Error Size and Complexity: There is a strong correlation between the complexity/sharpness of a position and the average size of mistakes. Intuitively, this makes sense, but the clarity of the relationship is surprising. Players who struggle with calculation tend to make more significant errors in sharp positions, which results in a steeper error curve. For top players and correspondence chess, the curve is nearly horizontal.

 

Example

 

Frequency of Error Sizes: This graph shows how often a particular error size occurs, measured in 100 centipawns intervals. It is clear that stronger players make large errors less frequently.

 

Relevance to Result: This statistic categorizes errors based on their impact on the result. It distinguishes between cases where a winning position remains won after a mistake, or a bad position becomes a losing one. Some players tend to be inaccurate in good positions but very alert in bad ones, and vice versa.

 

Error Context: This highlights further patterns in which errors occur. There are differences in errors between stronger and weaker players, as well as between endgames and middlegames. Players who are under attack tend to make more mistakes than the attacker.

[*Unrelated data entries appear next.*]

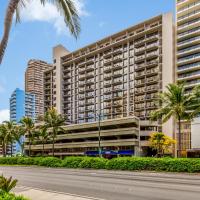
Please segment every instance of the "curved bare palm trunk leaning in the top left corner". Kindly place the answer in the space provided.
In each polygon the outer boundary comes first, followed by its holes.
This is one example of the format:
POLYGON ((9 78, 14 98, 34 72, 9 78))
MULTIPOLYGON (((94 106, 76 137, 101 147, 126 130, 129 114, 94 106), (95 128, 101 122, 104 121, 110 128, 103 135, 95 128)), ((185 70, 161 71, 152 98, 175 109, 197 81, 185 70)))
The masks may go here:
POLYGON ((13 16, 14 16, 14 13, 18 6, 19 1, 20 0, 10 0, 8 3, 8 7, 6 10, 6 15, 5 15, 5 19, 4 19, 3 37, 0 42, 0 64, 2 63, 5 49, 8 44, 8 38, 9 38, 9 34, 10 34, 10 29, 12 26, 13 16))

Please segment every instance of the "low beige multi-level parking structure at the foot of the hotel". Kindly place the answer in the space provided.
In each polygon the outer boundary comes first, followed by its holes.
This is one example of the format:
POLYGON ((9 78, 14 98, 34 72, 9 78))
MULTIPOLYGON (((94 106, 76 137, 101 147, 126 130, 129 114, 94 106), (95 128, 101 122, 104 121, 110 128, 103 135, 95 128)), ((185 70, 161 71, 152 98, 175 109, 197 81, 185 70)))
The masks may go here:
MULTIPOLYGON (((91 122, 62 128, 65 131, 58 134, 55 142, 56 156, 84 155, 87 151, 98 151, 99 135, 102 150, 132 150, 134 155, 139 154, 139 120, 137 118, 103 120, 100 124, 91 122)), ((146 141, 141 142, 141 147, 146 145, 146 141)), ((32 145, 32 155, 41 154, 42 148, 41 144, 32 145)), ((44 148, 45 154, 52 155, 51 141, 47 142, 44 148)), ((28 150, 28 145, 25 149, 28 150)))

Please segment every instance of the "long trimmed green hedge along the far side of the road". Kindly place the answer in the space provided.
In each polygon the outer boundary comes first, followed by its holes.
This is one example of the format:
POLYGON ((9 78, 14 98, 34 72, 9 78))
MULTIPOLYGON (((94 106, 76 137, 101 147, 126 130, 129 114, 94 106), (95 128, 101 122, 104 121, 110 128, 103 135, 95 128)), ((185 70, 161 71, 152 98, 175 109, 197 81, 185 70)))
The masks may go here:
POLYGON ((200 159, 198 158, 121 157, 107 160, 104 158, 92 157, 67 157, 64 160, 61 160, 53 157, 13 157, 0 158, 0 165, 37 165, 45 167, 130 171, 200 172, 200 159))

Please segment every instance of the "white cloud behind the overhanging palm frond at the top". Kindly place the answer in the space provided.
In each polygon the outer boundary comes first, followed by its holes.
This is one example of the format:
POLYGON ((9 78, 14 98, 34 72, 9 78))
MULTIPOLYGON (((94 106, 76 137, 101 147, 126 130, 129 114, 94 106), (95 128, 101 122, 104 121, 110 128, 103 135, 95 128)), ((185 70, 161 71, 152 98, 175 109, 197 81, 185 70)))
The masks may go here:
MULTIPOLYGON (((73 0, 79 16, 88 16, 85 9, 85 0, 73 0)), ((50 2, 42 6, 39 0, 30 1, 21 12, 22 20, 25 22, 41 21, 53 24, 58 34, 68 34, 63 17, 57 8, 50 2)))

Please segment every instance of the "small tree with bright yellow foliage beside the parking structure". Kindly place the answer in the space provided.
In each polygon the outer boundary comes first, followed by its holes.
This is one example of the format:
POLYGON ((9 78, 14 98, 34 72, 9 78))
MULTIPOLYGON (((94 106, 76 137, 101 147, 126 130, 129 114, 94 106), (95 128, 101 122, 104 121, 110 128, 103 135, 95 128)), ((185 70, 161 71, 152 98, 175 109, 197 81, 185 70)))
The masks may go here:
POLYGON ((166 136, 164 133, 152 133, 150 136, 150 146, 157 150, 157 156, 163 156, 164 151, 168 150, 173 144, 176 143, 171 137, 166 136))

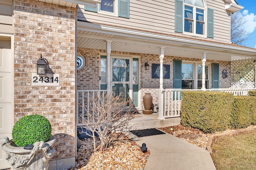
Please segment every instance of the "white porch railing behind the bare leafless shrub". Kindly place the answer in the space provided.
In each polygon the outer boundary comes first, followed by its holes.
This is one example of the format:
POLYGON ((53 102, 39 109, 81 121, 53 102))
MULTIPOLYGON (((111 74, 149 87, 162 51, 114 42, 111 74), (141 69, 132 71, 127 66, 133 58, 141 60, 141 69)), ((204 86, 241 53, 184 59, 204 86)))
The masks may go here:
POLYGON ((101 96, 106 94, 106 90, 77 90, 76 100, 78 101, 78 106, 76 106, 76 110, 78 112, 78 116, 76 116, 76 124, 84 125, 85 121, 88 121, 88 117, 86 116, 86 108, 89 106, 89 100, 96 96, 101 96))

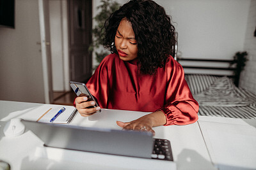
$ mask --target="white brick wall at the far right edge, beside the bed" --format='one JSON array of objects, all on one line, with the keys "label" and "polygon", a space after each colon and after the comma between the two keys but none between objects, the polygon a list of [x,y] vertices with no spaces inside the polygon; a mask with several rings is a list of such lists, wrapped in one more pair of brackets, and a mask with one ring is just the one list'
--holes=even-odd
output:
[{"label": "white brick wall at the far right edge, beside the bed", "polygon": [[240,86],[256,94],[256,37],[253,36],[256,27],[256,0],[251,1],[248,12],[247,29],[244,50],[248,52],[248,61],[241,73]]}]

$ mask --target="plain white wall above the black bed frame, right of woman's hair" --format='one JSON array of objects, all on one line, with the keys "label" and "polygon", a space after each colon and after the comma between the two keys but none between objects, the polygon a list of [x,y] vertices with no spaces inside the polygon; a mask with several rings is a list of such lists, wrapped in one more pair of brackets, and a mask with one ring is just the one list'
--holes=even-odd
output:
[{"label": "plain white wall above the black bed frame, right of woman's hair", "polygon": [[231,59],[243,50],[250,0],[158,0],[179,33],[181,57]]}]

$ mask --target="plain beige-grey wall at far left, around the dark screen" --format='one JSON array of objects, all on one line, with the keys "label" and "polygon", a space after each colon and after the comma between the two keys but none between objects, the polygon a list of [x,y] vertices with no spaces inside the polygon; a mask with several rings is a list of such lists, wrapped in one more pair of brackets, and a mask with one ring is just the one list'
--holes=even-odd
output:
[{"label": "plain beige-grey wall at far left, around the dark screen", "polygon": [[15,0],[15,29],[0,27],[0,100],[44,103],[38,1]]}]

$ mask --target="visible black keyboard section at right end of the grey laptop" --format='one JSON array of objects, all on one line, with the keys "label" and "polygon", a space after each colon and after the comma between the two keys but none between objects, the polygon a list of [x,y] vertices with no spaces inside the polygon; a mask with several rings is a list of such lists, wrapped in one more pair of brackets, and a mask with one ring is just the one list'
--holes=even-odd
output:
[{"label": "visible black keyboard section at right end of the grey laptop", "polygon": [[170,160],[173,161],[172,149],[169,140],[154,139],[154,149],[151,154],[152,159]]}]

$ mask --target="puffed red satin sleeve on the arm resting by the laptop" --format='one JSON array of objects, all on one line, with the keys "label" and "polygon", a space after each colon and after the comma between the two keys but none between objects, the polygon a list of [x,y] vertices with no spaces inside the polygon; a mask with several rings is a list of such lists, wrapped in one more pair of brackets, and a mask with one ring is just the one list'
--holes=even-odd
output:
[{"label": "puffed red satin sleeve on the arm resting by the laptop", "polygon": [[182,66],[171,57],[166,63],[166,73],[166,104],[159,109],[166,116],[165,125],[186,125],[196,122],[199,106],[184,79]]}]

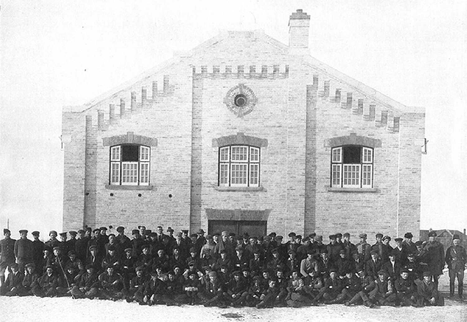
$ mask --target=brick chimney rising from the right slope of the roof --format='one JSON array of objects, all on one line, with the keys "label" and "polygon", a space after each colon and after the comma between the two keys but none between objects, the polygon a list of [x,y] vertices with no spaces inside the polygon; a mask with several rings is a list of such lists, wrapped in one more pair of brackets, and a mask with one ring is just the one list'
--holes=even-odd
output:
[{"label": "brick chimney rising from the right slope of the roof", "polygon": [[302,9],[297,9],[293,12],[289,19],[289,47],[290,49],[306,49],[308,52],[308,35],[310,29],[310,16],[303,12]]}]

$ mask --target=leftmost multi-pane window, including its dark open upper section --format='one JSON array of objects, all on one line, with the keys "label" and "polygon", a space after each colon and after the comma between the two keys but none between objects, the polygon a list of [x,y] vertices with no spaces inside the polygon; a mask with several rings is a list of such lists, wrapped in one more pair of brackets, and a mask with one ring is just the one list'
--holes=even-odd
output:
[{"label": "leftmost multi-pane window, including its dark open upper section", "polygon": [[137,144],[110,147],[111,185],[149,185],[151,149]]}]

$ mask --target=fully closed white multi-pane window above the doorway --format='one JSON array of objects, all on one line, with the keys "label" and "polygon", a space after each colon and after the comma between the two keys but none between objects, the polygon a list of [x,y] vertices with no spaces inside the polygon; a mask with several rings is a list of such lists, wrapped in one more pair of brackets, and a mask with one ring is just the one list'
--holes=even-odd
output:
[{"label": "fully closed white multi-pane window above the doorway", "polygon": [[248,145],[219,148],[219,186],[258,187],[260,149]]}]

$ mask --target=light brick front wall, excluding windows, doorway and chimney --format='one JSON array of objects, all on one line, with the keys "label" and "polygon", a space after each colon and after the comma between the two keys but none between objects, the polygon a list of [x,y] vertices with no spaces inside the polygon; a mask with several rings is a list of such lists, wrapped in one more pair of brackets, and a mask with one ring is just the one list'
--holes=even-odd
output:
[{"label": "light brick front wall, excluding windows, doorway and chimney", "polygon": [[[378,232],[394,237],[411,231],[416,236],[417,139],[424,136],[424,115],[372,98],[281,46],[257,32],[226,33],[82,113],[64,113],[64,136],[73,137],[65,145],[64,229],[122,225],[128,231],[144,224],[206,230],[205,209],[212,208],[264,211],[268,232],[283,235],[366,232],[372,240]],[[152,88],[163,79],[165,90],[142,102],[142,86]],[[239,83],[257,97],[254,110],[243,117],[223,102]],[[133,108],[131,92],[136,92]],[[126,102],[123,115],[120,99]],[[109,104],[115,105],[112,120]],[[100,125],[98,110],[103,110]],[[92,116],[87,136],[85,115]],[[152,190],[106,188],[109,146],[102,139],[127,132],[157,139],[151,149]],[[220,191],[219,149],[212,140],[239,132],[268,142],[261,148],[262,189]],[[328,189],[329,139],[350,133],[381,141],[374,151],[374,191]]]}]

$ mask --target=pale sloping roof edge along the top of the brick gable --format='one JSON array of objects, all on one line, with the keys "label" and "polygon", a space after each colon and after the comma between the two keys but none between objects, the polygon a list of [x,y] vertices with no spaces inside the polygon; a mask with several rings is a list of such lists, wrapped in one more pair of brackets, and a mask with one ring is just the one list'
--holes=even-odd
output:
[{"label": "pale sloping roof edge along the top of the brick gable", "polygon": [[[254,35],[255,39],[259,39],[270,46],[273,46],[283,55],[289,55],[289,46],[283,44],[280,41],[270,37],[267,34],[264,34],[263,30],[254,30],[254,31],[222,31],[218,35],[212,37],[211,39],[201,43],[197,47],[186,51],[186,52],[177,52],[174,57],[171,59],[162,62],[161,64],[157,65],[156,67],[149,69],[143,72],[140,75],[135,76],[131,80],[122,83],[121,85],[106,91],[102,95],[99,95],[92,99],[90,102],[85,103],[83,106],[78,107],[67,107],[64,110],[71,110],[71,111],[86,111],[92,109],[95,105],[102,103],[104,100],[109,98],[116,98],[124,91],[131,89],[135,83],[142,82],[145,79],[149,79],[151,76],[163,73],[165,70],[170,69],[171,67],[177,65],[178,63],[182,62],[185,59],[189,59],[189,57],[193,57],[195,55],[202,54],[204,51],[209,50],[210,47],[215,46],[222,41],[225,41],[228,37],[235,35],[235,36],[251,36]],[[341,73],[337,69],[333,69],[332,67],[328,66],[327,64],[318,61],[316,58],[312,57],[311,55],[303,55],[301,56],[303,63],[310,68],[317,69],[321,73],[325,74],[327,77],[334,79],[337,82],[344,82],[350,88],[359,92],[364,96],[370,97],[375,102],[384,105],[390,110],[394,110],[399,113],[424,113],[424,108],[419,107],[409,107],[399,103],[388,96],[383,95],[382,93],[378,92],[377,90],[355,80],[352,77],[347,76],[344,73]]]}]

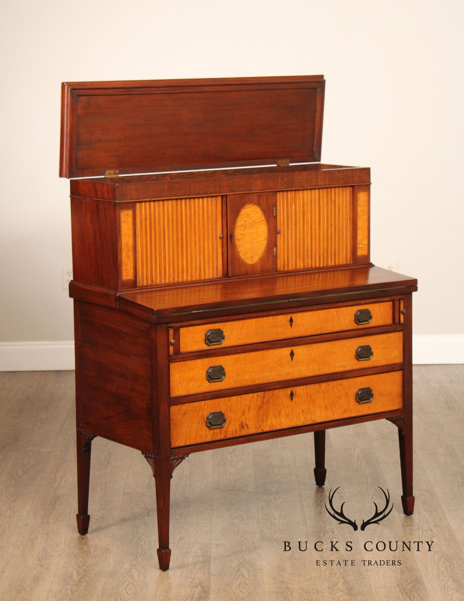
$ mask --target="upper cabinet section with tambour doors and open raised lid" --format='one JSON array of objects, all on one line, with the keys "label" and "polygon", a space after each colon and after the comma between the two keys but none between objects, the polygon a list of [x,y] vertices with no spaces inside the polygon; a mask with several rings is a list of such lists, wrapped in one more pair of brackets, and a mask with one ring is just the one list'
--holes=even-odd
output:
[{"label": "upper cabinet section with tambour doors and open raised lid", "polygon": [[63,84],[73,287],[114,306],[114,291],[370,263],[370,169],[318,162],[324,87]]}]

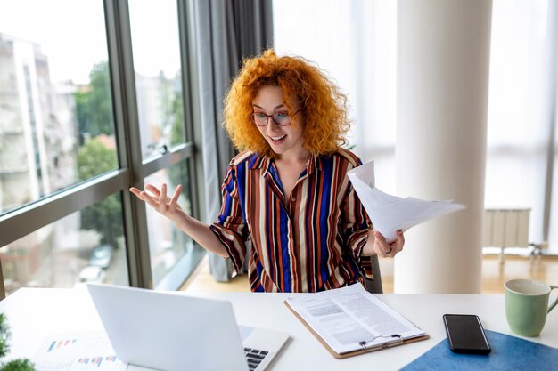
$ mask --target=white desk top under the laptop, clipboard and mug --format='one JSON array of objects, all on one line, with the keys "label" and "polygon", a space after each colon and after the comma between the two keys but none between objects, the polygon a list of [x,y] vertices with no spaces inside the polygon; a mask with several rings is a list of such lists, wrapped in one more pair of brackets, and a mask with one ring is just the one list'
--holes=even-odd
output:
[{"label": "white desk top under the laptop, clipboard and mug", "polygon": [[[295,294],[196,295],[230,300],[241,325],[277,328],[289,332],[291,341],[275,360],[271,367],[273,371],[369,371],[404,367],[446,337],[442,321],[444,313],[474,313],[479,315],[485,328],[512,334],[505,322],[504,295],[379,294],[378,297],[383,302],[422,328],[431,336],[430,339],[349,359],[334,359],[284,305],[283,300]],[[103,328],[85,288],[22,288],[0,302],[0,311],[6,314],[12,328],[10,358],[32,358],[48,335]],[[529,340],[558,347],[558,312],[551,312],[542,334]],[[306,362],[306,365],[301,365],[300,362]]]}]

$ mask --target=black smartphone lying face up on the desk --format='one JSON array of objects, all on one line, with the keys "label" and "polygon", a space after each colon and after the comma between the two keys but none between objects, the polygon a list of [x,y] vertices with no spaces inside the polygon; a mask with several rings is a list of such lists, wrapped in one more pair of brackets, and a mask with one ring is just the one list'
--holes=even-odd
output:
[{"label": "black smartphone lying face up on the desk", "polygon": [[455,353],[488,354],[490,344],[478,316],[444,314],[449,349]]}]

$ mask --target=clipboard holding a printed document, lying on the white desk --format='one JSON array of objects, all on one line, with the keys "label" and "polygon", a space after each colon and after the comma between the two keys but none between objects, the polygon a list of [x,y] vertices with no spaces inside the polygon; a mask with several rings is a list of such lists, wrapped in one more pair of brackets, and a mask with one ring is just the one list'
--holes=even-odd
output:
[{"label": "clipboard holding a printed document, lying on the white desk", "polygon": [[361,284],[285,302],[334,354],[372,351],[427,335]]}]

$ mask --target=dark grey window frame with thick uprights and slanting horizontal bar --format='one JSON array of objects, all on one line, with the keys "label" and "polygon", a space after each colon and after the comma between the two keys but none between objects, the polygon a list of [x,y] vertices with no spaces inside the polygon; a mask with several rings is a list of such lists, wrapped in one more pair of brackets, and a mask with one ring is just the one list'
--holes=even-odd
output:
[{"label": "dark grey window frame with thick uprights and slanting horizontal bar", "polygon": [[[80,182],[60,192],[48,195],[36,202],[21,206],[0,216],[0,246],[25,237],[45,225],[56,222],[64,216],[101,201],[120,191],[122,199],[123,229],[126,241],[129,285],[153,288],[151,259],[148,242],[148,228],[144,202],[135,198],[128,189],[144,189],[144,178],[171,165],[187,161],[190,169],[190,190],[193,216],[199,218],[198,202],[201,163],[196,160],[196,144],[193,127],[193,86],[190,76],[189,34],[187,27],[187,6],[177,3],[177,17],[182,68],[183,109],[185,143],[169,148],[165,153],[142,158],[138,108],[135,91],[135,69],[130,32],[128,4],[119,0],[104,0],[105,29],[108,46],[109,70],[111,75],[111,95],[114,115],[115,137],[119,168],[103,173],[87,181]],[[199,142],[198,142],[199,143]],[[203,254],[197,254],[199,261]],[[184,260],[185,258],[183,258]],[[196,262],[197,263],[197,262]],[[193,262],[187,262],[193,265]],[[176,289],[187,277],[185,262],[177,262],[158,289]],[[3,270],[0,262],[0,300],[5,297]]]}]

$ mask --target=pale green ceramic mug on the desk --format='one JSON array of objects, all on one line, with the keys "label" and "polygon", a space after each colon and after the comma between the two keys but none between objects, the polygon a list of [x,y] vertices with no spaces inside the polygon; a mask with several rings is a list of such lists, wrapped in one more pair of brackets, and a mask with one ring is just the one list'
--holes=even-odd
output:
[{"label": "pale green ceramic mug on the desk", "polygon": [[549,286],[532,279],[512,279],[505,283],[505,319],[517,335],[537,336],[545,327],[546,314],[558,304],[558,298],[548,306]]}]

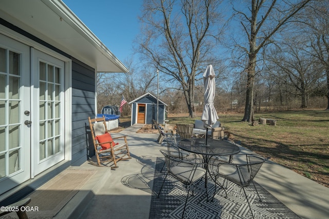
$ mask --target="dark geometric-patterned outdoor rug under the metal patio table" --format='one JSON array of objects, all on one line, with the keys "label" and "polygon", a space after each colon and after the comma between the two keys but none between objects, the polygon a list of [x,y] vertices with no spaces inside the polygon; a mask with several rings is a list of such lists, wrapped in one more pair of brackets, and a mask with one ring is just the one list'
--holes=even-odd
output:
[{"label": "dark geometric-patterned outdoor rug under the metal patio table", "polygon": [[[163,162],[163,158],[157,157],[150,219],[181,218],[187,195],[187,190],[183,184],[168,175],[160,197],[156,197],[165,178],[166,169],[163,168],[162,173],[159,172]],[[245,188],[255,218],[300,218],[263,187],[256,183],[255,186],[263,202],[259,202],[257,193],[252,185]],[[209,200],[212,198],[214,188],[213,182],[209,180]],[[207,202],[205,184],[204,181],[201,181],[195,186],[194,196],[189,196],[184,218],[252,218],[252,215],[241,188],[234,184],[229,184],[227,198],[225,198],[225,192],[221,190],[217,192],[213,202]]]}]

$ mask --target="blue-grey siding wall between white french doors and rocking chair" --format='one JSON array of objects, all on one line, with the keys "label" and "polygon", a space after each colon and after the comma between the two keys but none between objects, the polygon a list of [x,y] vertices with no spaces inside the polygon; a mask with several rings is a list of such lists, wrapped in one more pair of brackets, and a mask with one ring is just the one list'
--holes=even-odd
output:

The error report can, to some extent, be used to identify engine use. In such cases, the error Elo is unusually high. The complexity line (first graph) becomes flat or downward, because the error size is independent of the position's difficulty level. This is more apparent in blitz games.

 

Note: The error report needs to analyze nearly every move of a game using an engine. For "accurate" analyses, this would take several minutes per game. However, the error report performs extremely quick, parallel searches, reducing the analysis time to a few seconds. This, by nature, results in less accuracy. Therefore, strong players are typically rated a bit lower.

 

When analyzing computer-generated games with the error report, you're comparing an engine result at a depth of around 12 with one at depth 30. In this case, the errors are more likely to be in the analysis rather than in the game itself. Nonetheless, the flat slope of the complexity curve will be immediately noticeable.

 

Tip: It is possible to evaluate multiple players at once. To do so, sort the player index, for example by Elo rating or number of games, so that the most important players appear at the top. Select multiple players (Ctrl-click), then start the error report. Alternatively, you can copy the desired players into a new database and select all players in the player index for analysis.

 

Note: Only the last 100 classical time control games per player are analyzed. Games in which the player was under 16 years old are ignored.